You sound surprised. Gee, I remember warning you about him 3+ years ago. This is old, let him sell his crap ass Ma Shaw parts.


----------



## DZeckhausen (Mar 11, 2003)

jzdinan540i said:


> You sound surprised. Gee, I remember warning you about him 3+ years ago. This is old, let him sell his crap ass Ma Shaw parts.


I remember that and, at the time, I hadn't even started up Zeckhausen Racing and was doing all those free weekend clinics. I had even arranged for RevHigh to come up as a guest to one of my clinics at Rogue and sell/install his CAI kits to folks who ordered in advance. At the time, it was inconceivable to me that he could really be saying/doing anything behind my back that would be negative. I remember thinking that, perhaps, you were just being a little paranoid. Boy was I wrong!
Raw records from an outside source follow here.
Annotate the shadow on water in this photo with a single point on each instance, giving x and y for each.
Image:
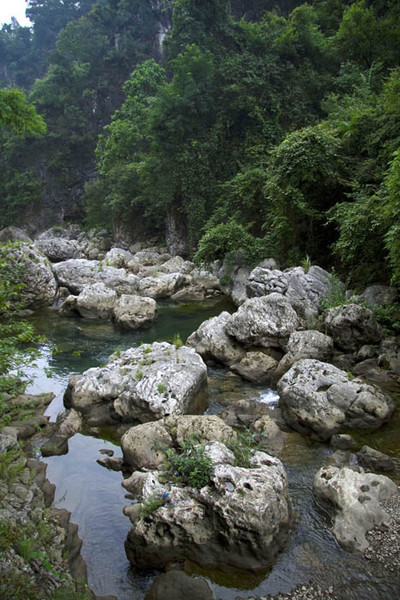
(95, 497)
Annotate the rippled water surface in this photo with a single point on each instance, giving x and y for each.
(95, 497)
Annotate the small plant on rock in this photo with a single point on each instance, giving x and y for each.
(150, 506)
(189, 464)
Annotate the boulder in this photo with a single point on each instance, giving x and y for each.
(39, 285)
(14, 234)
(304, 290)
(58, 249)
(355, 498)
(318, 399)
(161, 286)
(141, 384)
(373, 460)
(75, 274)
(267, 321)
(256, 366)
(239, 520)
(117, 257)
(96, 301)
(213, 343)
(134, 312)
(177, 264)
(351, 326)
(174, 585)
(143, 445)
(305, 344)
(379, 295)
(204, 279)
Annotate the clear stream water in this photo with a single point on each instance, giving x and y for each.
(95, 497)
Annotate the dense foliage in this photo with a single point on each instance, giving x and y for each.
(270, 126)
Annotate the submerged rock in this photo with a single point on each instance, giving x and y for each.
(318, 398)
(176, 584)
(141, 384)
(39, 285)
(355, 497)
(133, 312)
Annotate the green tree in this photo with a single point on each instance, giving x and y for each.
(18, 114)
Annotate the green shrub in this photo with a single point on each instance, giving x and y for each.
(150, 506)
(189, 465)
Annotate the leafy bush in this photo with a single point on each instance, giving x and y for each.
(226, 238)
(189, 465)
(150, 506)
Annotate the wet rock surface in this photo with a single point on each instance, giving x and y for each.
(355, 497)
(240, 519)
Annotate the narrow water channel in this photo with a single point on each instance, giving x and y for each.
(95, 497)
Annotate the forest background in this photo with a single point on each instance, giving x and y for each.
(268, 126)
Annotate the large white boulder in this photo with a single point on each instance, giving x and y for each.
(141, 384)
(319, 399)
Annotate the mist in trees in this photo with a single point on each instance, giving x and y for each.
(270, 126)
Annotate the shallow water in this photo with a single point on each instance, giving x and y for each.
(95, 497)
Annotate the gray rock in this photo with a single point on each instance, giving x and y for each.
(13, 234)
(318, 398)
(305, 344)
(141, 384)
(117, 257)
(134, 312)
(342, 441)
(176, 585)
(379, 295)
(351, 326)
(356, 499)
(59, 249)
(75, 274)
(204, 279)
(144, 446)
(161, 286)
(240, 520)
(177, 264)
(373, 460)
(96, 301)
(267, 321)
(213, 343)
(304, 290)
(39, 285)
(257, 367)
(7, 442)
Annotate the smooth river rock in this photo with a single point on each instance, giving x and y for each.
(267, 321)
(351, 326)
(239, 520)
(213, 343)
(355, 498)
(141, 384)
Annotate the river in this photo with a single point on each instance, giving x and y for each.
(95, 498)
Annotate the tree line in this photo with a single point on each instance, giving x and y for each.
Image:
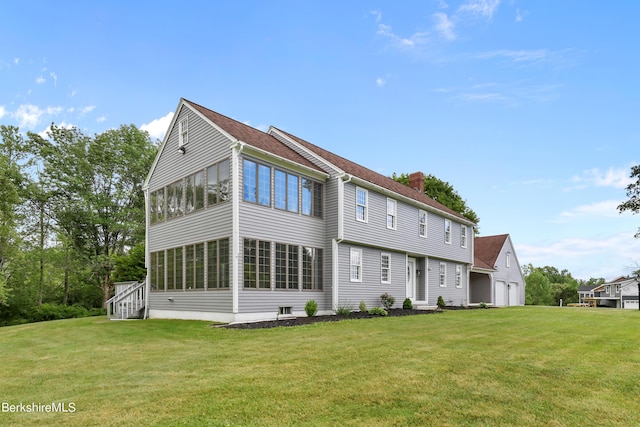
(72, 217)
Live and learn.


----------



## jzdinan540i (Nov 22, 2002)

DZeckhausen said:


> I remember that and, at the time, I hadn't even started up Zeckhausen Racing and was doing all those free weekend clinics. I had even arranged for RevHigh to come up as a guest to one of my clinics at Rogue and sell/install his CAI kits to folks who ordered in advance. At the time, it was inconceivable to me that he could really be saying/doing anything behind my back that would be negative. I remember thinking that, perhaps, you were just being a little paranoid. Boy was I wrong! Live and learn.


He played a ton of people not just you. A unnamed friend sent me a list of the parts he uses for his CAI, and lets just say the total bill is about 35 bucks and all parts come from Asia.
Hopefully, you aren't being affected by his BS.


----------



## DZeckhausen (Mar 11, 2003)

jzdinan540i said:


> He played a ton of people not just you. A unnamed friend sent me a list of the parts he uses for his CAI, and lets just say the total bill is about 35 bucks and all parts come from Asia.
> Hopefully, you aren't being affected by his BS.


I'm just watching him continue his games on Roadfly as he throws out negative comments about the upcoming BFP carbon fiber strut brace, for example, then refuses to enter into a technical discussion with DanB about them. Instead he throws up his trademark "n/t" or "STFU" graphics and hopes that the discussion will fade away.

By the way, I'm getting ready to toss my Dinan strut brace and grab one of these babies as soon as it comes out for the E39 platform!


----------



## jzdinan540i (Nov 22, 2002)

DZeckhausen said:


> I'm just watching him continue his games on Roadfly as he throws out negative comments about the upcoming BFP carbon fiber strut brace, for example, then refuses to enter into a technical discussion with DanB about them. Instead he throws up his trademark "n/t" or "STFU" graphics and hopes that the discussion will fade away.
> 
> By the way, I'm getting ready to toss my Dinan strut brace and grab one of these babies as soon as it comes out for the E39 platform!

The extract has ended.